One of the most important things you can do to manage and control your household finances is to create a family budget.  In the age of online bill paying, debit cards, and still moderately easy credit, it’s easy to spend more than you realize.  Many of my clients have absolutely no idea what they’re spending on things like groceries, insurance, or even their mortgage or electric bill.  I may take their paystubs and calculate out their monthly income, then when I use the numbers they give me for their monthly budget it appears that they have $400-600 left over to save and pay down credit cards, but they tell me that they’re always strapped and waiting on that next pay day.

Step 1:  Find Out Exactly Where You’re Spending Money Now

So, how can you tell what you’re actually spending?  It takes some work at the front end, but most banks online banking tools make this easy for you.  For example, Bank of America’s online banking tools allow me to classify every debit charge I make.  Then it continues to mark future purchases with the same merchant.  Their “Portfolio Services” then allows me to create a chart showing exactly how much money I spent in each of the categories I defined.

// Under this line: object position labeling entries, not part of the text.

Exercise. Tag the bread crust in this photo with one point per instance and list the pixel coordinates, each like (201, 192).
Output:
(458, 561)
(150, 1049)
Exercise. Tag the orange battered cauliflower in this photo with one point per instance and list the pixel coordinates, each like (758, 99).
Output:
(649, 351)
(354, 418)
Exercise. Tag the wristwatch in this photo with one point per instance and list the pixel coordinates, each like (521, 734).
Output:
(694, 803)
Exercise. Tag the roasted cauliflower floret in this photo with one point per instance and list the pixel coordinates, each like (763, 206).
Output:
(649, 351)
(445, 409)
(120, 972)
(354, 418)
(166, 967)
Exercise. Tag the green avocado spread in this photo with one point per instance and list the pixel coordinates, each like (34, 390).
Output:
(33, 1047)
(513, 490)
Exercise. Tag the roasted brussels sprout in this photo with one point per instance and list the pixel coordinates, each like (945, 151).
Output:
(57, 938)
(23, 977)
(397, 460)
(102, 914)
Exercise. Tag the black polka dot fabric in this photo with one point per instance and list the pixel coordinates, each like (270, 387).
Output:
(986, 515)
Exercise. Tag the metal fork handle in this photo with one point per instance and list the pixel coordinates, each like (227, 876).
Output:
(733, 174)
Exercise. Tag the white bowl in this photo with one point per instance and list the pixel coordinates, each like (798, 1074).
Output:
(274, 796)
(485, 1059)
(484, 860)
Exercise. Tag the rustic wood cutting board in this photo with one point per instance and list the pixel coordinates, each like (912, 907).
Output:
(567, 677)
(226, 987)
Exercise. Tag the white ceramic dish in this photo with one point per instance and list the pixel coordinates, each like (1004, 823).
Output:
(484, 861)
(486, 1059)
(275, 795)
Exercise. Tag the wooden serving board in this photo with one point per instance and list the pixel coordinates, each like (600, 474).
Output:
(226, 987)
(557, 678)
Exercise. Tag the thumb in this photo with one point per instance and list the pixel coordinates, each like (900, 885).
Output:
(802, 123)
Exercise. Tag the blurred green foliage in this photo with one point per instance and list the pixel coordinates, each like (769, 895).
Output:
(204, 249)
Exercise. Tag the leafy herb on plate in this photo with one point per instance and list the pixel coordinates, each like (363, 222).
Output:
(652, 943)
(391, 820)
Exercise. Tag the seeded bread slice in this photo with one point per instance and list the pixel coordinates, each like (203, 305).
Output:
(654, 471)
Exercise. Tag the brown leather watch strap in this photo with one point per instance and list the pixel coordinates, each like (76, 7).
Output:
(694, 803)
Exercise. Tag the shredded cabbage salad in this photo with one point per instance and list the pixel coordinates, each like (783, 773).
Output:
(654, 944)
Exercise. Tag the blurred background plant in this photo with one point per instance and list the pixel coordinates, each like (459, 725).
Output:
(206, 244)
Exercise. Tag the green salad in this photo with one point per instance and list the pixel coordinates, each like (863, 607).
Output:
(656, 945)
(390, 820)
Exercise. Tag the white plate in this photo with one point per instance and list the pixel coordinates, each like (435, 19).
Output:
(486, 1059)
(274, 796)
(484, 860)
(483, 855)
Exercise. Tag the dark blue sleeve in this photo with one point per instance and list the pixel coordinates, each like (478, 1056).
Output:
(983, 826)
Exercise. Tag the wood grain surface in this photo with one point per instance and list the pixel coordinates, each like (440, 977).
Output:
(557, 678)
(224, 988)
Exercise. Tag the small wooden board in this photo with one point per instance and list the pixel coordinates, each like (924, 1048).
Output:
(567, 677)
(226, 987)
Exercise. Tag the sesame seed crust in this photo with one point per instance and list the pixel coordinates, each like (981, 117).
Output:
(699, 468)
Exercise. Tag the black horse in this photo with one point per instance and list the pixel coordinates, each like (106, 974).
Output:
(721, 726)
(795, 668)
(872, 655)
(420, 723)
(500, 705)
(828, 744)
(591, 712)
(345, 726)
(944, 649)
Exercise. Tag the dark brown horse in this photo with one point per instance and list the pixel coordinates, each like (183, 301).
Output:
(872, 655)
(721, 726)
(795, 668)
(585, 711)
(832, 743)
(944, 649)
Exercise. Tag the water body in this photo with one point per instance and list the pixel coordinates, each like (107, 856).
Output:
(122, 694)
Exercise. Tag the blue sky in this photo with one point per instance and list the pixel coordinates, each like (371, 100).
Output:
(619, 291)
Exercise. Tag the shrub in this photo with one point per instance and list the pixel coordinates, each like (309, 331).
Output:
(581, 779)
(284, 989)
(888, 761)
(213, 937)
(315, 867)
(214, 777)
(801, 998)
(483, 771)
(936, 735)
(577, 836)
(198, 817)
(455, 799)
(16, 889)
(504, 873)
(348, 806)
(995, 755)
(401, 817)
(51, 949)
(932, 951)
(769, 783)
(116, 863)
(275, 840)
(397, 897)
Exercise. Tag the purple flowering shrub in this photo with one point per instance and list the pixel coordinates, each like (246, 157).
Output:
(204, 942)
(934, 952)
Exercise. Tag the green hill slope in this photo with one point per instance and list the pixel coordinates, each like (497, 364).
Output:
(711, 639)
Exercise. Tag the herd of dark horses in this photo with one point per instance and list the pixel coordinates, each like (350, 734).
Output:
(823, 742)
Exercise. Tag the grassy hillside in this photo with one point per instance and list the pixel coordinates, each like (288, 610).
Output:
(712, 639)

Programs like Microsoft Excel can help you do the same thing if your bank doesn’t offer these online tools.  The website Mint.com offers a service that they say will help you “Understand what’s going on with your money.”

Step 2:  Analyze Your Spending for Potential Savings

Creating a budget that just spends exactly how you spend now doesn’t do much good.  One of the purposes here is to help you identify and control your spending.  So, once you know where you currently are spending money, we need to look and see what you can do to save some money in these categories.  One recent client of mine had no idea that she was spending nearly $250 per month on lunch at work.  She started brown bagging and saved more than $100/month.  I’ve rarely had a client who was not surprised by some aspect of their spending habits and could not find a way to save.  Check out our article on ideas to reduce spending to see if they can help you.

Step 3:  Set a Savings Goal

Everyone needs to save money.  If you do not have an emergency fund for your family, that should be a top priority.  The fund should contain enough money for your family to provide food, shelter and utilities for three months in the event of job loss or illness.  In today’s economy of long term unemployment, if you can do more, you absolutely should.  So, figure out how much you need to save to get to that goal within the next 12 to 18 months, faster if you can.

One great website I’ve found to encourage savings and setting goals is SmartyPig.com.  This won’t work for your emergency fund, but for other savings goals you have, this site offers competitive interest rates, FDIC backing, the ability to increase your funds by redeeming in gift cards, and a Social Media component to not only encourage your savings, but also to allow friends and family to contribute to your goal.

The main key to setting a monthly savings goal is that it should be realistic.  You’re probably not going to be able to afford to save 30% of your take home pay every month (if you can, that’s fantastic and you absolutely should).  And like all goals, setting an unrealistic one is a surefire way to discourage and derail your efforts.  So, be realistic.

Step 4:  Priorities, Priorities

The first items on your budget should be the highest priorities.  Take a life-saving drug every month?  That budget item goes up top.  Food, shelter, and on and on until you get to the absolute discretionary spending.  It’s just as important to prioritize these, too.  The perspective it gives you helps you know what can be forestalled or eliminated to make way for your savings goals.

Step 5:  Publish Your Budget

This doesn’t mean have it bound, but I would suggest your print it out and share it with those closest to you.  Accountability is your friend.  Carry it with you, track your spending, hold yourself and your family members accountable.  You should NOT however, chisel the budget in stone.  It will need adjusting.  You may find that the priorities you set shift.  Once you meet the core savings goals, you may want to relax some of your goals.

Ask a dieting expert and they’ll tell you, that deprivation is one of the leading causes of diet failure.  So too with setting a too stringent budget.

Our family budget is a constant work in progress.  We are always looking for ways to save money, but we realize too that we need the occasional deviation to maintain our sanity.

Points to Ponder:

If you’re in a relationship and creating a “Family” budget.  Do NOT do this by yourself.  Your family should be involved from the top to the bottom.

If you aren’t being vigilant and keeping yourself on track, then you’re just wasting your time.

Many people find it easier to have savings automatically deposited from their paystub into an account at a different bank than checking.  This makes it a little more difficult to tap into the savings for non-emergency situations.

If you pay off your car while you’re on your budget, consider paying your savings account the same amount as your car note for a little while.

After you’ve establish an emergency fund, consider the interest you’re paying on your other loans.  You may be better off paying down higher interest lines of credit, especially considering that with todays artificially low interest rates you’re likely paying higher interest than your money is making in the bank.

Don’t let the artificially low interest rates discourage you from saving.